In my kubernetes cluster, there are multiple deployments in a namespace. For a specific deployment, there is a need to not allow "CrashLoopBackoff" pods to exist. So basically, when any pod gets to this state, I would want it to be deleted and later a new pod to be created which is already handled by the ReplicaSet.

I tried with custom controllers, with the thought that the SharedInformer would alert about the state of Pod and then I would delete it from that loop. However, this brings dependency on the pod on which the custom controller would run.

I also tried searching for any option to be configured in the manifest itself, but could not find any.

I am pretty new to Kuberenetes, so need help in the implementation of this behaviour.

CodePudding user response：

Firstly, you should address the reason why the pod has entered the CrashLoopBackOff state rather than just delete it. If you do this, you'll potentially just recreate the problem again and you'll be deleting pods repeatedly. For example, if your pod is trying to access an external DB and that DB is down, it'll CrashLoop, and deleting and restarting the pod won't help fix that.

Secondly, if you want to do this deleting in an automated manner, an easy way would be to run a CronJob resource that goes through your deployment and deletes the CrashLooped pods.
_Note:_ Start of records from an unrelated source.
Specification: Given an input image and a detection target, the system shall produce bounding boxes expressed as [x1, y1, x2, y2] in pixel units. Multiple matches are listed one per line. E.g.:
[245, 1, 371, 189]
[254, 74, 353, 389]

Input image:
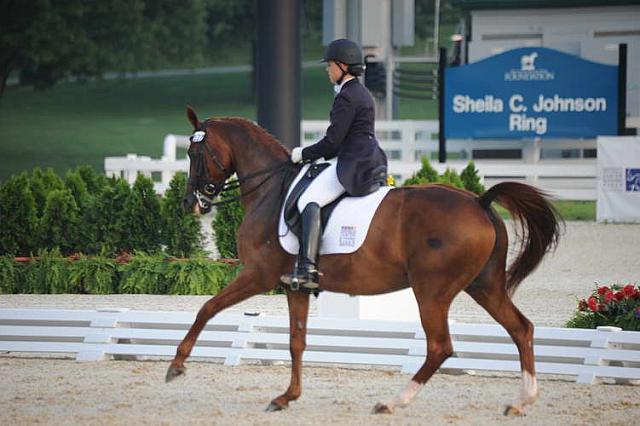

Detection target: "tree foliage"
[403, 157, 485, 195]
[0, 173, 38, 256]
[39, 188, 81, 255]
[1, 0, 207, 95]
[122, 175, 162, 253]
[161, 173, 203, 257]
[211, 187, 245, 259]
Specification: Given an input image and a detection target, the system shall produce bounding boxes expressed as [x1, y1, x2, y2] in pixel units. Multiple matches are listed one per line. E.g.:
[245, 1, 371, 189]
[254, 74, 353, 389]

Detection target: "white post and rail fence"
[1, 308, 639, 385]
[104, 120, 600, 201]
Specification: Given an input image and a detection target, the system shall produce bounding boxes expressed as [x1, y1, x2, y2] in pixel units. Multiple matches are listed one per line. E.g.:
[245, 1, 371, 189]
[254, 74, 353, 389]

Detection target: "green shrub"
[211, 187, 245, 258]
[118, 252, 168, 294]
[122, 175, 162, 253]
[438, 167, 464, 188]
[68, 254, 117, 294]
[64, 169, 95, 253]
[39, 189, 81, 255]
[0, 173, 38, 256]
[161, 173, 203, 257]
[27, 249, 75, 294]
[29, 167, 64, 216]
[403, 156, 439, 186]
[75, 165, 108, 195]
[97, 177, 133, 255]
[0, 256, 19, 294]
[165, 258, 231, 295]
[460, 161, 485, 194]
[567, 284, 640, 331]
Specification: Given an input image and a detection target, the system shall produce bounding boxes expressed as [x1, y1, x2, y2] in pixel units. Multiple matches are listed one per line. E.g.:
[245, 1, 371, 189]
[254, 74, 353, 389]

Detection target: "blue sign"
[444, 47, 618, 139]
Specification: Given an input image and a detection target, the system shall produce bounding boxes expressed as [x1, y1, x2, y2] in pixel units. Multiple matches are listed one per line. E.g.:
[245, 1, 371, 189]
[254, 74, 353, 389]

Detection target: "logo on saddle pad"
[278, 164, 393, 255]
[339, 226, 357, 247]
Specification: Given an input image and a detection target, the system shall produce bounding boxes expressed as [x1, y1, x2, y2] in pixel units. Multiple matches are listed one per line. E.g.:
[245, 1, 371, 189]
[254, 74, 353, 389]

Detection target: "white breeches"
[297, 159, 346, 212]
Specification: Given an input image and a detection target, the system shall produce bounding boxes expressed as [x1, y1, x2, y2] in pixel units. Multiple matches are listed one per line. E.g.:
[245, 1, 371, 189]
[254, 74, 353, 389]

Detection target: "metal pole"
[433, 0, 441, 55]
[438, 47, 447, 163]
[384, 0, 394, 120]
[256, 0, 301, 149]
[617, 43, 627, 136]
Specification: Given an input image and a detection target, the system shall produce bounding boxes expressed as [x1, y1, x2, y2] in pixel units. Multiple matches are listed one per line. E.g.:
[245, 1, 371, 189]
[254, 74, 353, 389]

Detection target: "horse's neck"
[226, 127, 289, 214]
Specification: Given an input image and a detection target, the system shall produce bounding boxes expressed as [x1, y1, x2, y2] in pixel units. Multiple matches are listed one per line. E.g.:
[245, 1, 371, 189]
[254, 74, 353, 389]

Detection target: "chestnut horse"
[166, 107, 562, 416]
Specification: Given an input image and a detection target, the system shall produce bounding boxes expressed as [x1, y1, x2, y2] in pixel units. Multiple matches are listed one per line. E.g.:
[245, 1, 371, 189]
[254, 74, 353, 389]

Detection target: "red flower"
[614, 291, 625, 302]
[588, 296, 598, 312]
[597, 286, 609, 295]
[604, 290, 614, 303]
[578, 299, 589, 311]
[622, 284, 637, 298]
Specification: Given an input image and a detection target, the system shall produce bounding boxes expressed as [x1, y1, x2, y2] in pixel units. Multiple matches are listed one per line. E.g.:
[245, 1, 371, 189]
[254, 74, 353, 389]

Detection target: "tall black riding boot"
[281, 202, 322, 290]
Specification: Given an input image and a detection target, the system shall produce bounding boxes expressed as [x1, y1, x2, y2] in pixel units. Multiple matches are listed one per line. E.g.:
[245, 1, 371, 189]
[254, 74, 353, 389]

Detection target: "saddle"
[279, 162, 392, 255]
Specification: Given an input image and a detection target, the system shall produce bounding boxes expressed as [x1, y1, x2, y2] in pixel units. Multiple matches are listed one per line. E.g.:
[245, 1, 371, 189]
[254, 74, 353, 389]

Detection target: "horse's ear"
[186, 105, 200, 130]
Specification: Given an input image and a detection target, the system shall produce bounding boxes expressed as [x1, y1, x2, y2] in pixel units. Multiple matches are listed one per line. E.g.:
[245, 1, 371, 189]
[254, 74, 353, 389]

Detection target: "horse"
[166, 106, 562, 416]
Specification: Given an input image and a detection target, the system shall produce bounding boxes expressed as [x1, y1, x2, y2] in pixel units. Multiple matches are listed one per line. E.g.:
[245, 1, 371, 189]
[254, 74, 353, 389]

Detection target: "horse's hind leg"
[373, 287, 455, 414]
[266, 290, 310, 411]
[466, 273, 537, 416]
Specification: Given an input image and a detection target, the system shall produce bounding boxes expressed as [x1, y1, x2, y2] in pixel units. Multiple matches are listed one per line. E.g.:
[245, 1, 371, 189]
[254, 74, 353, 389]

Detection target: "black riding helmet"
[322, 38, 365, 81]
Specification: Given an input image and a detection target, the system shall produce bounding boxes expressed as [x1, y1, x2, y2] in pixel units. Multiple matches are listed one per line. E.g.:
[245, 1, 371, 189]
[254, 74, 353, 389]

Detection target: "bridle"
[186, 122, 294, 211]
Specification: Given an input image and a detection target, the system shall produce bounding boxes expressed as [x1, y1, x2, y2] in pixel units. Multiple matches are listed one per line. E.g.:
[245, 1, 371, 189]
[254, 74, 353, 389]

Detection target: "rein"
[204, 160, 293, 207]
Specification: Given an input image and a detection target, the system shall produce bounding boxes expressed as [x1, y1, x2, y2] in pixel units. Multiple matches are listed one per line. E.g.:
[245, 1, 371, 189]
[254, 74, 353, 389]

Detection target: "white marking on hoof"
[380, 380, 424, 412]
[508, 371, 537, 414]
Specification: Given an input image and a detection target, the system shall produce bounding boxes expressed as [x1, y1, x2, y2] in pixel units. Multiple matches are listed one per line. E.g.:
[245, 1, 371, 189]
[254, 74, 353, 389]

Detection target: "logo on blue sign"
[444, 47, 618, 139]
[626, 169, 640, 192]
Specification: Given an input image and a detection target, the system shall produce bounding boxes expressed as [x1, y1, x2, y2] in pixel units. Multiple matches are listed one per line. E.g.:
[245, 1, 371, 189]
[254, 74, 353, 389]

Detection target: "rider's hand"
[291, 147, 304, 164]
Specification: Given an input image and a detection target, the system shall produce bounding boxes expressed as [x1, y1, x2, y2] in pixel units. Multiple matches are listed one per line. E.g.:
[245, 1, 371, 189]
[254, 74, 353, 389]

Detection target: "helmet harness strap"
[336, 62, 349, 85]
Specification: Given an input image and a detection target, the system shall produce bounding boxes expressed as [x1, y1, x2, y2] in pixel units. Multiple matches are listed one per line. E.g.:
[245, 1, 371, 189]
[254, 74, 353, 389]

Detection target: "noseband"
[187, 124, 229, 208]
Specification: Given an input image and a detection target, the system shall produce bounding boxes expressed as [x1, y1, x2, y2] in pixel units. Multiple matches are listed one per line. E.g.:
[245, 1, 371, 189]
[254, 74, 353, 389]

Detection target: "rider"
[281, 38, 388, 290]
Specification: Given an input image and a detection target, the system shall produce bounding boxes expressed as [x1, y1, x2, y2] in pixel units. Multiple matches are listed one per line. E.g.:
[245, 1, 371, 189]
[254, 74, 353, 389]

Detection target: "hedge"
[0, 167, 203, 257]
[403, 157, 485, 194]
[0, 252, 241, 296]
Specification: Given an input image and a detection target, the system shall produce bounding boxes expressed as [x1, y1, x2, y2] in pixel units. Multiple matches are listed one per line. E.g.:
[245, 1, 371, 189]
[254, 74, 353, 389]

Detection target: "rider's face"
[326, 60, 344, 84]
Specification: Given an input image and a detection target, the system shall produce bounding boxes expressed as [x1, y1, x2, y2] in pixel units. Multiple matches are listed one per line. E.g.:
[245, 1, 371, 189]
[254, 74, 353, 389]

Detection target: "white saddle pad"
[278, 163, 394, 255]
You could set the cronjob to run once an hour or whatever schedule you wish.

CodePudding user response：

Deleting the POD and waiting for the New one is like restarting the deployment or POD.

Kubernetes will auto restart your CrashLoopBackoff POD if failing, you can check the Restart count.
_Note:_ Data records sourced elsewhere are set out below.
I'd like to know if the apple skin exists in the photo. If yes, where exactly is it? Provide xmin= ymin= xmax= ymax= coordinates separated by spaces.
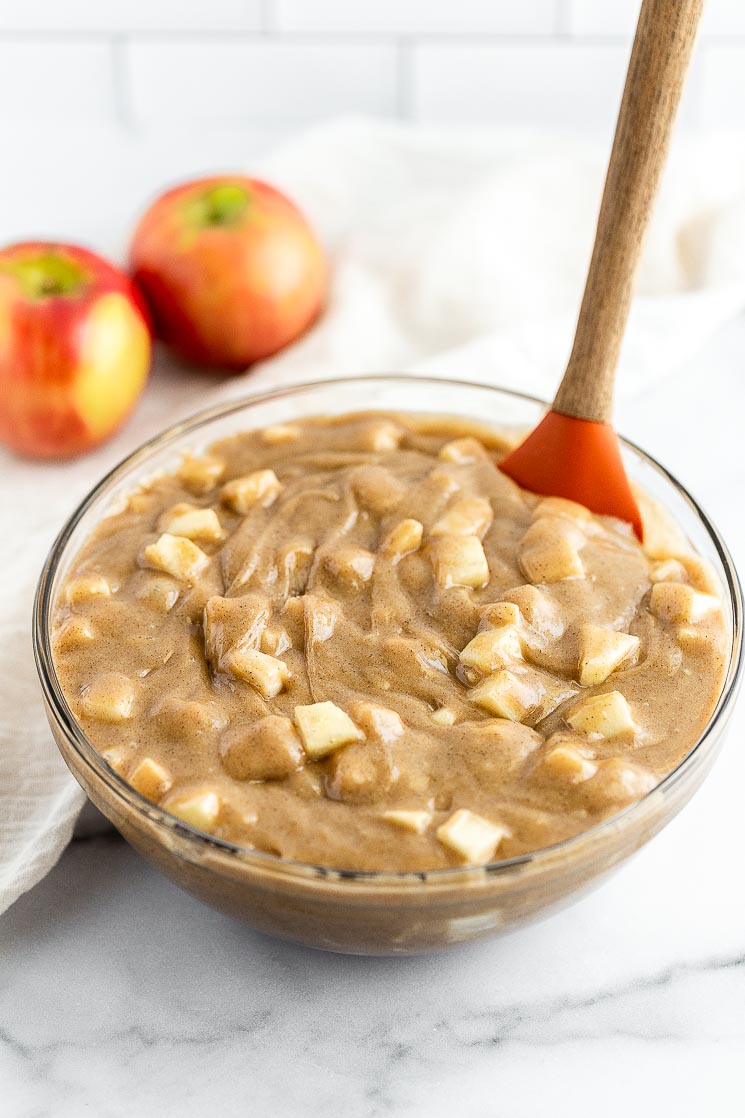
xmin=128 ymin=176 xmax=328 ymax=369
xmin=0 ymin=242 xmax=152 ymax=459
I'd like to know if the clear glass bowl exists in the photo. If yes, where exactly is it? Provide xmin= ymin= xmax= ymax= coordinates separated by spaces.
xmin=33 ymin=376 xmax=743 ymax=954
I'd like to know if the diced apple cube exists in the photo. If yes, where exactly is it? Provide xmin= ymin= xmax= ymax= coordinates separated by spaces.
xmin=438 ymin=437 xmax=486 ymax=464
xmin=261 ymin=423 xmax=299 ymax=445
xmin=543 ymin=743 xmax=597 ymax=783
xmin=382 ymin=809 xmax=432 ymax=835
xmin=520 ymin=536 xmax=584 ymax=583
xmin=220 ymin=715 xmax=304 ymax=781
xmin=363 ymin=420 xmax=404 ymax=451
xmin=501 ymin=585 xmax=564 ymax=638
xmin=521 ymin=515 xmax=585 ymax=551
xmin=160 ymin=504 xmax=225 ymax=542
xmin=65 ymin=573 xmax=111 ymax=604
xmin=430 ymin=707 xmax=456 ymax=726
xmin=100 ymin=745 xmax=128 ymax=776
xmin=167 ymin=789 xmax=221 ymax=833
xmin=566 ymin=691 xmax=635 ymax=739
xmin=223 ymin=645 xmax=289 ymax=699
xmin=479 ymin=601 xmax=522 ymax=630
xmin=650 ymin=558 xmax=688 ymax=583
xmin=178 ymin=454 xmax=225 ymax=495
xmin=80 ymin=673 xmax=135 ymax=722
xmin=680 ymin=555 xmax=719 ymax=595
xmin=221 ymin=469 xmax=281 ymax=514
xmin=431 ymin=497 xmax=493 ymax=540
xmin=260 ymin=626 xmax=292 ymax=657
xmin=128 ymin=757 xmax=172 ymax=802
xmin=578 ymin=625 xmax=640 ymax=686
xmin=436 ymin=809 xmax=509 ymax=864
xmin=468 ymin=669 xmax=538 ymax=722
xmin=142 ymin=533 xmax=209 ymax=583
xmin=324 ymin=547 xmax=376 ymax=588
xmin=54 ymin=616 xmax=95 ymax=652
xmin=459 ymin=626 xmax=522 ymax=675
xmin=135 ymin=575 xmax=180 ymax=614
xmin=432 ymin=535 xmax=489 ymax=590
xmin=380 ymin=518 xmax=423 ymax=561
xmin=676 ymin=624 xmax=723 ymax=654
xmin=293 ymin=701 xmax=364 ymax=759
xmin=649 ymin=582 xmax=719 ymax=623
xmin=585 ymin=758 xmax=657 ymax=807
xmin=348 ymin=701 xmax=404 ymax=742
xmin=532 ymin=496 xmax=592 ymax=525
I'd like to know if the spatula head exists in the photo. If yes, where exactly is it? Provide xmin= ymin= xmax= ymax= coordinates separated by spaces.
xmin=499 ymin=410 xmax=643 ymax=540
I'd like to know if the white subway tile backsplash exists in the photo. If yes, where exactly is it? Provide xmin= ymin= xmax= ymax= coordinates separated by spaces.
xmin=568 ymin=0 xmax=745 ymax=39
xmin=0 ymin=41 xmax=116 ymax=122
xmin=698 ymin=46 xmax=745 ymax=129
xmin=0 ymin=0 xmax=263 ymax=32
xmin=412 ymin=43 xmax=630 ymax=132
xmin=567 ymin=0 xmax=640 ymax=37
xmin=127 ymin=41 xmax=398 ymax=123
xmin=274 ymin=0 xmax=559 ymax=36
NAME        READY    STATUS              RESTARTS    AGE
te-pod-1    0/1      CrashLoopBackOff    2           1m44s

This restarts will be similar to what you have mentioned

when any pod gets to this state, I would want it to be deleted and later a new pod to be created which is already handled by the ReplicaSet.

If you want to remove Crashing the POD fully and not look for new POD to come up, you have to rollback the deployment.

If there is any issue with your Replicaset and your POD is crashing it would be useless, any number of times you delete and restart the POD it will crash all time, unless you check logs & debug to solve the real issue in replicaset(Deployment).